Overall, cimetidine does seem to work somewhat better in kids (who do have higher likelihood of spontaneous resolution, though the success rate above is impressive). I could not find much data regarding condyloma acuminata, other than occasional anecdotal reports (J Urol 2000; 164:1074, which found 4 of 4 kids with extensive genital warts had resolution with 3 months of cimetidine; though there are also some small reports of failure) . And bigger, better RCTs are pretty unlikely to happen, given this is a cheap generic drug, hence unlikely to get a drug company to sponsor.

 

How should it be given? it is unclear. I have used the higher doses above (adults: 800mg bid; kids 30-40 mg/kg) until the warts resolve. Of note, in the above studies, most people got the drug for 2-3 months. And some not responding by that time did so by extending the course several months more.

 

I should also add that in my experience, I have had better response to condyloma acuminata with cimetidine than with repeated cryotherapy, or use of caustics such as podophyllin.
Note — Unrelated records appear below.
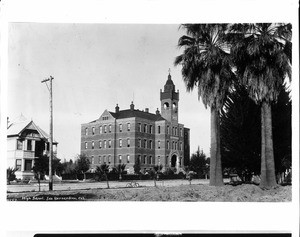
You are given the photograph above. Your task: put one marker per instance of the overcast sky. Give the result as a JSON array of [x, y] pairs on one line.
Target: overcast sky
[[96, 66]]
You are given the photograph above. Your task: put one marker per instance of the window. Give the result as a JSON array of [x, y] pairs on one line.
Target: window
[[28, 165], [128, 158], [19, 145], [29, 145], [128, 126], [18, 164], [128, 142]]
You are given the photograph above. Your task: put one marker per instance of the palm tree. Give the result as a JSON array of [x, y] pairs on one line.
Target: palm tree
[[206, 65], [262, 55]]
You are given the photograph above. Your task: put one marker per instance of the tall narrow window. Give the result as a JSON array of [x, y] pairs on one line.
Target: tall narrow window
[[18, 164], [128, 142], [128, 158], [128, 126], [19, 145], [29, 145]]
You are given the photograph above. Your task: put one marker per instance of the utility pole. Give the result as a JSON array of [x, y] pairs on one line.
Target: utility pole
[[51, 132]]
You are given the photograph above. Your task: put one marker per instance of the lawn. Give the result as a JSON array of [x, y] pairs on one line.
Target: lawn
[[196, 192]]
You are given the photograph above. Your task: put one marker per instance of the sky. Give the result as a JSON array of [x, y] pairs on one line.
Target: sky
[[95, 67]]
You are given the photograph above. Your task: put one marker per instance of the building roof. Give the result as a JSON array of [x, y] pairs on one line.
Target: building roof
[[136, 113], [21, 123]]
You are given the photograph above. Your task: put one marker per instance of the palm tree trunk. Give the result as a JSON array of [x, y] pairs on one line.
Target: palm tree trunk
[[268, 178], [216, 177]]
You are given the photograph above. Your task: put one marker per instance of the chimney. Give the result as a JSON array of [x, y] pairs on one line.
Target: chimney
[[132, 106]]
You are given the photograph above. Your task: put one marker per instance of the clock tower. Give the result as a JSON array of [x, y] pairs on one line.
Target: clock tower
[[169, 101]]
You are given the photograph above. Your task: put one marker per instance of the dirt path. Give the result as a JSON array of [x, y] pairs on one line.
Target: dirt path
[[196, 192]]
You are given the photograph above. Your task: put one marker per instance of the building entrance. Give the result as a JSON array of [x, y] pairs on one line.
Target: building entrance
[[173, 161]]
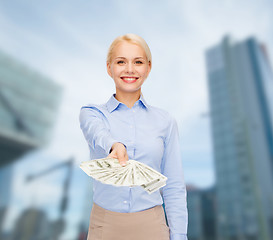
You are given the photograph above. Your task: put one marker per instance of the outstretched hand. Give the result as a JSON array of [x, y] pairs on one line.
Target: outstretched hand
[[119, 151]]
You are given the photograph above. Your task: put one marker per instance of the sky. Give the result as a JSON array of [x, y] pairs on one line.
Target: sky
[[67, 41]]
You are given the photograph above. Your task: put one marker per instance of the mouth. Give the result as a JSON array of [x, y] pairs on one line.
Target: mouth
[[129, 79]]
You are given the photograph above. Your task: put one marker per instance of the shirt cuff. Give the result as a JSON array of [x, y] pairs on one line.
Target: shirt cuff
[[177, 236]]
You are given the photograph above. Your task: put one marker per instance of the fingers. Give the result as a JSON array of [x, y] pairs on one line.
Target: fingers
[[119, 151]]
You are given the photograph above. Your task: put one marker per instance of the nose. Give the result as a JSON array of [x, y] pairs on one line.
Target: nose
[[130, 68]]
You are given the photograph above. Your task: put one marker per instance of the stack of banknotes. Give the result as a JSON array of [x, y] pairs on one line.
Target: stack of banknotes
[[134, 173]]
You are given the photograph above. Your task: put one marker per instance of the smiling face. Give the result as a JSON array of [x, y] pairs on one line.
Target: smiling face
[[129, 68]]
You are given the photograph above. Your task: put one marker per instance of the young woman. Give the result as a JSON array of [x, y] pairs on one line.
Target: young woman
[[126, 127]]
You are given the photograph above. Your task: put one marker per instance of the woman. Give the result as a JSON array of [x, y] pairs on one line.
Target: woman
[[126, 127]]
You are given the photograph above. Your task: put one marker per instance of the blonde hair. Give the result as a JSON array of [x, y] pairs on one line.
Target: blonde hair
[[131, 38]]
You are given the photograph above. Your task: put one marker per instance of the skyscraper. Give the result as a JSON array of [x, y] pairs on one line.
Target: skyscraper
[[240, 84]]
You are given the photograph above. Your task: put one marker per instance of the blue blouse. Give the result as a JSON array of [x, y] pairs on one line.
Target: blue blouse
[[151, 136]]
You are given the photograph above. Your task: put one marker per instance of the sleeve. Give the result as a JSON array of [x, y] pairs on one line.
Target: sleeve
[[174, 193], [94, 129]]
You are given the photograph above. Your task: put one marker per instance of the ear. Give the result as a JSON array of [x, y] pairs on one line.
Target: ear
[[108, 65]]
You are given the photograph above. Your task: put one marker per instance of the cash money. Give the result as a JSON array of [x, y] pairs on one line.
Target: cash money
[[134, 173]]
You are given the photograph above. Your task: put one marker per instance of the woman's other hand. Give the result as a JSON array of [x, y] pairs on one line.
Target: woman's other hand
[[119, 151]]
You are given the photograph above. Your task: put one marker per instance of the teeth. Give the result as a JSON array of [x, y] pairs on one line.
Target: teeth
[[129, 79]]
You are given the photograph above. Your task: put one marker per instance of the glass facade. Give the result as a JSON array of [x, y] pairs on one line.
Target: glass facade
[[28, 107], [242, 133]]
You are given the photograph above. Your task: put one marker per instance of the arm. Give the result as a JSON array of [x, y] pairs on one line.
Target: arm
[[174, 193], [98, 135]]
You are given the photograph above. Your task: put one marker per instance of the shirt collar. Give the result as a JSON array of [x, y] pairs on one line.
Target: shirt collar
[[113, 103]]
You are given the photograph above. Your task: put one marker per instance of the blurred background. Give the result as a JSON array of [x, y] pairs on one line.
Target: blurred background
[[211, 70]]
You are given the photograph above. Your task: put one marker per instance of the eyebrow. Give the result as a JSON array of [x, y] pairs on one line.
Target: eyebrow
[[134, 58]]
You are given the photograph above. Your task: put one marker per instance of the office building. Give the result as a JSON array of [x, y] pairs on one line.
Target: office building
[[29, 103], [240, 85]]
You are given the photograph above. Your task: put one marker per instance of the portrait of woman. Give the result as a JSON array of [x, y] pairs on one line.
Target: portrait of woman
[[127, 127]]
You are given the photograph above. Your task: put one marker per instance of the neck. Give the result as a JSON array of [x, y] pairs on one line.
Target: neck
[[128, 99]]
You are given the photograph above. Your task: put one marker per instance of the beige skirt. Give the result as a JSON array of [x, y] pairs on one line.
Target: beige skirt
[[149, 224]]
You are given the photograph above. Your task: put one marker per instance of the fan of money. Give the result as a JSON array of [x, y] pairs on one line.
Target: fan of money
[[109, 171]]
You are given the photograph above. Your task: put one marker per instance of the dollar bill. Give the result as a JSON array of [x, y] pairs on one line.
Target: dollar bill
[[134, 173]]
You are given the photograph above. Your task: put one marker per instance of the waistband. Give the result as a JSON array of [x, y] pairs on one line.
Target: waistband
[[140, 213]]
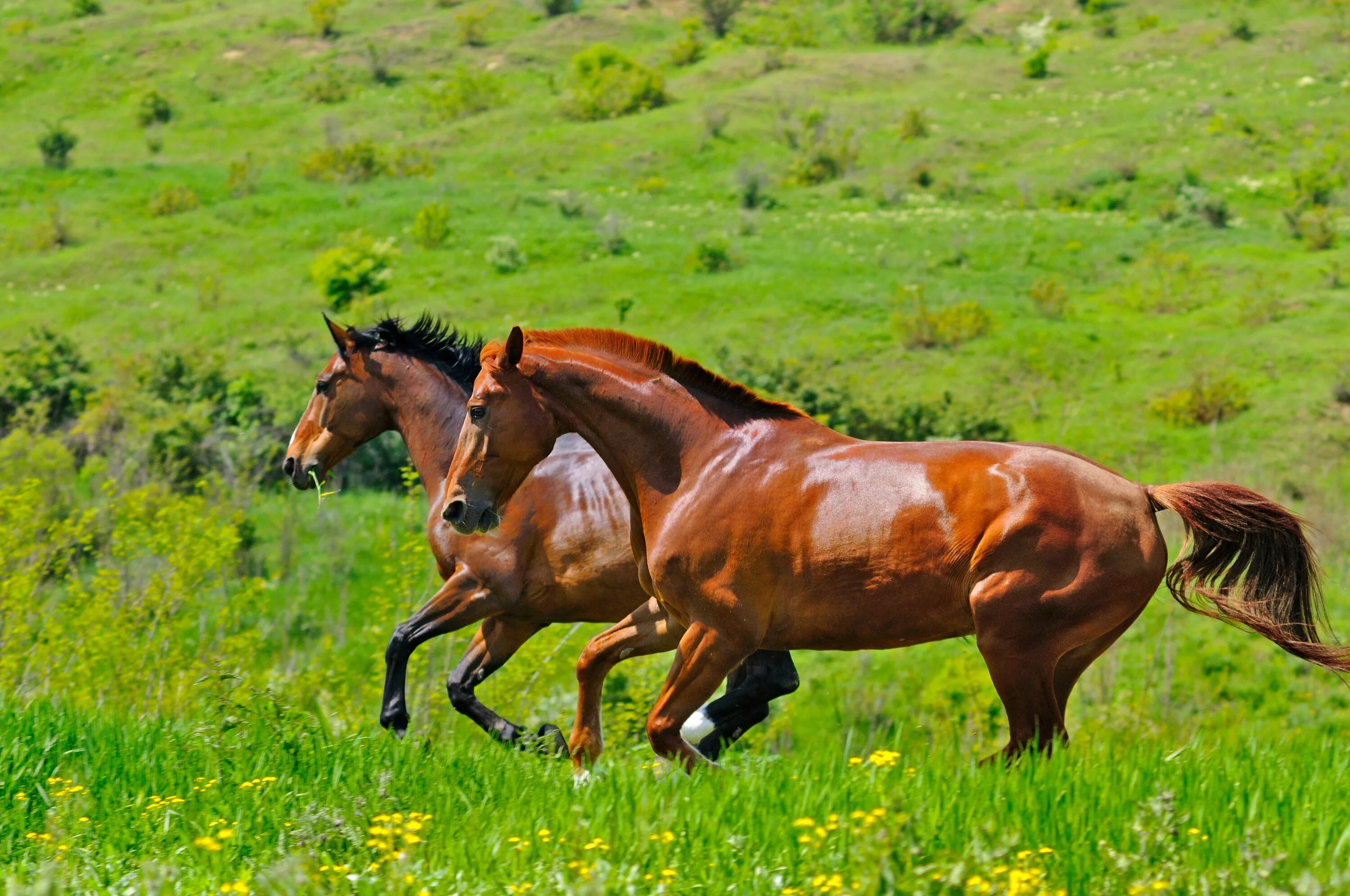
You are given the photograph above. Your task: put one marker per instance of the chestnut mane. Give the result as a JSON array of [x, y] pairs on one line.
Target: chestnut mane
[[662, 359]]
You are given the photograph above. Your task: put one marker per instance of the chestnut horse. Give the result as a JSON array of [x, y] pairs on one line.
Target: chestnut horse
[[756, 527], [563, 551]]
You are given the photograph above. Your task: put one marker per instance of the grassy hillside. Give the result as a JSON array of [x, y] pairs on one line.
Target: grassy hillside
[[1137, 257]]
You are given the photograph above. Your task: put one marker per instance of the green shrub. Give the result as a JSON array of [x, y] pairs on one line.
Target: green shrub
[[607, 84], [719, 14], [154, 110], [906, 21], [1049, 297], [172, 199], [349, 164], [1206, 401], [44, 381], [921, 327], [56, 146], [324, 87], [464, 92], [1039, 64], [914, 125], [504, 254], [243, 175], [431, 226], [323, 17], [688, 49], [357, 268], [715, 254]]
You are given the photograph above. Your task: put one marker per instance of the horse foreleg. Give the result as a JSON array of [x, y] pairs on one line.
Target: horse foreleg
[[459, 601], [765, 675], [493, 644], [644, 631], [704, 659]]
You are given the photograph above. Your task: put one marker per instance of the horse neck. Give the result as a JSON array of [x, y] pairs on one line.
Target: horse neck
[[646, 442], [428, 411]]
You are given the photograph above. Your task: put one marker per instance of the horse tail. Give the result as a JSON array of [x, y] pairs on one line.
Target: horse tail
[[1249, 564]]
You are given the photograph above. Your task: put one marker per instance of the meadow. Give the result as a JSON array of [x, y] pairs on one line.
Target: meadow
[[1117, 227]]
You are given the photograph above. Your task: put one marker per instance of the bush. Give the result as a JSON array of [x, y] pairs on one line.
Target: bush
[[837, 409], [323, 17], [719, 14], [473, 26], [357, 268], [914, 125], [349, 164], [688, 49], [715, 254], [906, 21], [607, 84], [465, 92], [824, 152], [504, 254], [431, 226], [242, 176], [56, 146], [154, 110], [1049, 297], [921, 327], [613, 235], [172, 199], [1039, 64], [324, 85], [1206, 401], [44, 381]]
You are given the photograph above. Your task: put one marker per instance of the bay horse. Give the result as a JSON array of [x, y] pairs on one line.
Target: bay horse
[[562, 554], [758, 528]]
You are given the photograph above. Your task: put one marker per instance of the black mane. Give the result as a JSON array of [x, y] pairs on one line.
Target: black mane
[[428, 339]]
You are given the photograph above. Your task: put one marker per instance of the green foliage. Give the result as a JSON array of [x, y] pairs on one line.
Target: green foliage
[[324, 85], [504, 254], [719, 14], [605, 84], [431, 226], [1049, 297], [357, 268], [154, 110], [323, 17], [172, 199], [906, 21], [44, 381], [1207, 400], [464, 92], [922, 327], [56, 146], [1039, 64], [715, 254], [354, 162], [688, 48]]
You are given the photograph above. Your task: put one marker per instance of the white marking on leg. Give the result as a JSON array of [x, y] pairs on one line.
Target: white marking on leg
[[697, 726]]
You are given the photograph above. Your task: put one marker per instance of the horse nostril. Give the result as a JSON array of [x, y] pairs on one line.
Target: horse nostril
[[454, 511]]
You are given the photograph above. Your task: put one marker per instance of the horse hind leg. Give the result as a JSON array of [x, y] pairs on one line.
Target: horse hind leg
[[765, 676], [493, 644]]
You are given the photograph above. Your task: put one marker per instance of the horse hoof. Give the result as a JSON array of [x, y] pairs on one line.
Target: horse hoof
[[550, 740]]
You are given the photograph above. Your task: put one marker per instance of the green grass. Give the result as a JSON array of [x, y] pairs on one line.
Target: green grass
[[1246, 740]]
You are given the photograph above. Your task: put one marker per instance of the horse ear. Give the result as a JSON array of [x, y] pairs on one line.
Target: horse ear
[[341, 338], [515, 347]]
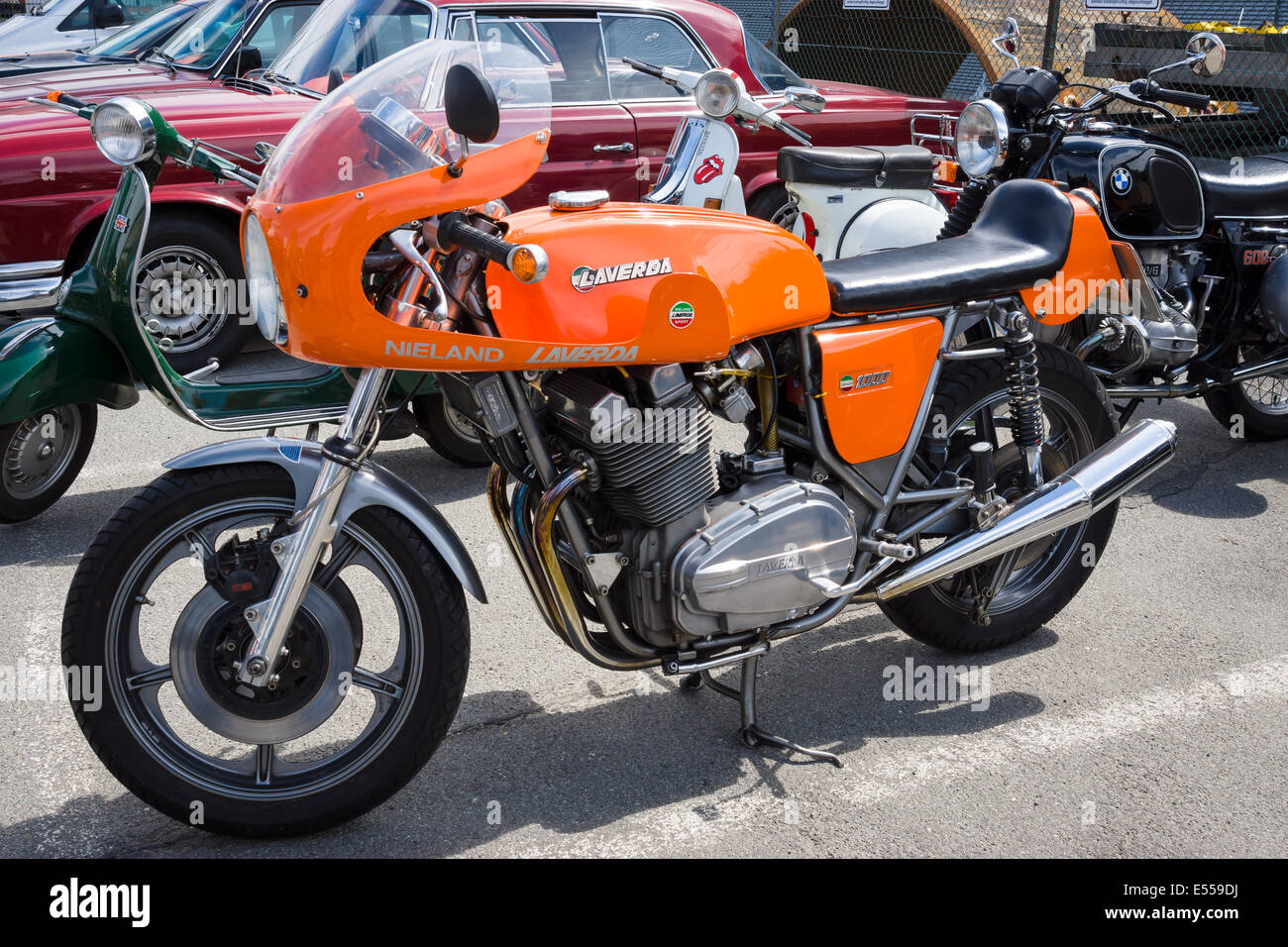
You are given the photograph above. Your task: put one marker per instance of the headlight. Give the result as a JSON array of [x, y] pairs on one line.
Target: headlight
[[717, 93], [266, 298], [983, 137], [124, 132]]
I have prescribed imiquimod cream with some success, though it is also irritating and very expensive (and only approved for those >12yo)

 

So, it is with some trepidation that I present this study, since the RCTs were not so good, cimetidine is not even listed as an option by the CDC in their sexually-transmitted disease compendium, and Up-To-Date mentions it dismissively. But given the above anecdotes (one quite close to my heart), and given that this is such a benign treatment, it might be worth considering.